Bug #117237 Unexpected Duplicate Error in DDL Row Log Apply
Submitted: 19 Jan 4:13 Modified: 21 Jan 11:41
Reporter: Yichang SONG (OCA) Email Updates:
Status: Verified Impact on me:
None 
Category:MySQL Server: InnoDB storage engine Severity:S2 (Serious)
Version:8.0.40, 8.4.3, 9.1.0 OS:Any
Assigned to: CPU Architecture:Any
Tags: Contribution

[19 Jan 4:13] Yichang SONG
Description:
I am reporting a potential bug in the MySQL implementation related to the handling of inconsistencies between leaf and non-leaf nodes during the online DDL process for creating a unique key (UK). Specifically, during the row log apply phase, the inconsistencies between the leaf and non-leaf nodes are not being handled precisely. This leads to situations where insertions that should not be considered duplicates result in unexpected duplicate errors.

The issue arises when optimistically deleting the first record on a leaf node. In such cases, the upper-level nodes are not updated accordingly. As a result, the first record on the leaf node may not be consistent with the records in the upper-level nodes.

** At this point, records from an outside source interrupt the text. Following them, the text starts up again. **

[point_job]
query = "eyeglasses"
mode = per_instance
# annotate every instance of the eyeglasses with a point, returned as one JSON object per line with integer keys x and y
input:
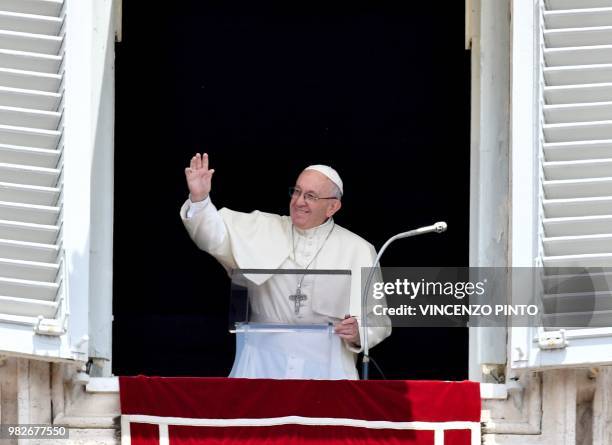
{"x": 295, "y": 192}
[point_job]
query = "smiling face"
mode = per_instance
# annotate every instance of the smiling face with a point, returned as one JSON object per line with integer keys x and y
{"x": 308, "y": 214}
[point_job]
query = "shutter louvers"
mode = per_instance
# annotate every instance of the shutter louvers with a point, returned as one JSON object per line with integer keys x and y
{"x": 31, "y": 259}
{"x": 576, "y": 158}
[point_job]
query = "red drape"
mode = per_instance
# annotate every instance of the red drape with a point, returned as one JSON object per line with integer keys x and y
{"x": 214, "y": 411}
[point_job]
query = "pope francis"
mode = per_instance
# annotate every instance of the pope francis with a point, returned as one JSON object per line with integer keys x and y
{"x": 307, "y": 239}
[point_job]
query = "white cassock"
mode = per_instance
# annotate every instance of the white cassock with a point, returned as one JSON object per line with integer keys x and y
{"x": 261, "y": 240}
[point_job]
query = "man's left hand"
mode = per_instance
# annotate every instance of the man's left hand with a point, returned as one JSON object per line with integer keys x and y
{"x": 348, "y": 329}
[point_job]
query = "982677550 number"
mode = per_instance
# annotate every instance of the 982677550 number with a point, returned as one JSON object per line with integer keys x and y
{"x": 33, "y": 432}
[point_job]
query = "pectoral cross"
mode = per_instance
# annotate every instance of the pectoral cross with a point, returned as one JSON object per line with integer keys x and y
{"x": 297, "y": 299}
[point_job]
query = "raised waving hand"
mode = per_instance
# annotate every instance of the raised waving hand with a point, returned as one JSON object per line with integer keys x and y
{"x": 199, "y": 177}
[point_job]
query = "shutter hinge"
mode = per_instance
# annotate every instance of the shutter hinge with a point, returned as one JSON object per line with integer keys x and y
{"x": 46, "y": 326}
{"x": 552, "y": 340}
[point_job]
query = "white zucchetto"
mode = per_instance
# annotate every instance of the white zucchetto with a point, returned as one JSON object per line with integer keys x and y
{"x": 329, "y": 172}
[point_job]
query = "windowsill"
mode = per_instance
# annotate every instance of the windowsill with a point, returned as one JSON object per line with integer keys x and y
{"x": 488, "y": 391}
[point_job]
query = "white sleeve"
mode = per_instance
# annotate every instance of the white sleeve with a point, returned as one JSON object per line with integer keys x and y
{"x": 204, "y": 224}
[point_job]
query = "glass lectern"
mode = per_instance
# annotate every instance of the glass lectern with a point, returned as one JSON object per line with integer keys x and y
{"x": 284, "y": 323}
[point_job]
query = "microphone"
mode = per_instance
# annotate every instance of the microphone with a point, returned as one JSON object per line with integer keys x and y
{"x": 438, "y": 227}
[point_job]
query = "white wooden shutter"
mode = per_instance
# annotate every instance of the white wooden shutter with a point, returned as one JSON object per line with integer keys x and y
{"x": 574, "y": 220}
{"x": 33, "y": 297}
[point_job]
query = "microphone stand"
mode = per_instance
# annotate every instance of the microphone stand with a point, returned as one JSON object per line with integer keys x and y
{"x": 438, "y": 227}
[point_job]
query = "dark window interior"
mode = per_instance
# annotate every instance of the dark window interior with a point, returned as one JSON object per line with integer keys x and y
{"x": 379, "y": 90}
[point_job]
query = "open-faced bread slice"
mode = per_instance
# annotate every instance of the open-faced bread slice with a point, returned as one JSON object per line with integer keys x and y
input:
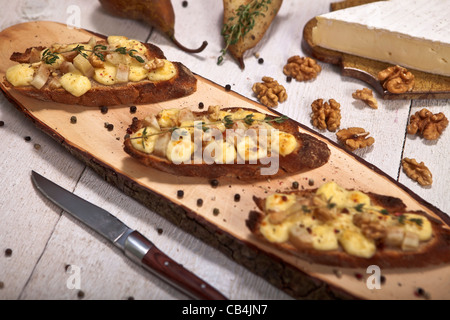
{"x": 348, "y": 228}
{"x": 233, "y": 142}
{"x": 99, "y": 73}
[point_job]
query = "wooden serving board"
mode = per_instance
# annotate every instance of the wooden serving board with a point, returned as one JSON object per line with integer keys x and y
{"x": 101, "y": 150}
{"x": 427, "y": 85}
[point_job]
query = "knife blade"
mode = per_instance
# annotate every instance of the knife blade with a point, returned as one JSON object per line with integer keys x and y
{"x": 135, "y": 245}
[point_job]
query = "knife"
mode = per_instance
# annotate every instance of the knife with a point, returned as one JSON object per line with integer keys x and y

During the duplicate check for insertions in the clustered index (as seen in the function row_ins_duplicate_error_in_clust()), even if the query finds that cursor->low_match >= n_unique, the system will not consider it a duplicate if page_rec_is_infimum(rec) is true. I believe the reason for this is that, in such cases, the leaf node actually does not contain a duplicate record, but the record values in the upper-level node do not guarantee consistency with the state of the leaf node. Consequently, the low_match value does not accurately reflect the state of the leaf node.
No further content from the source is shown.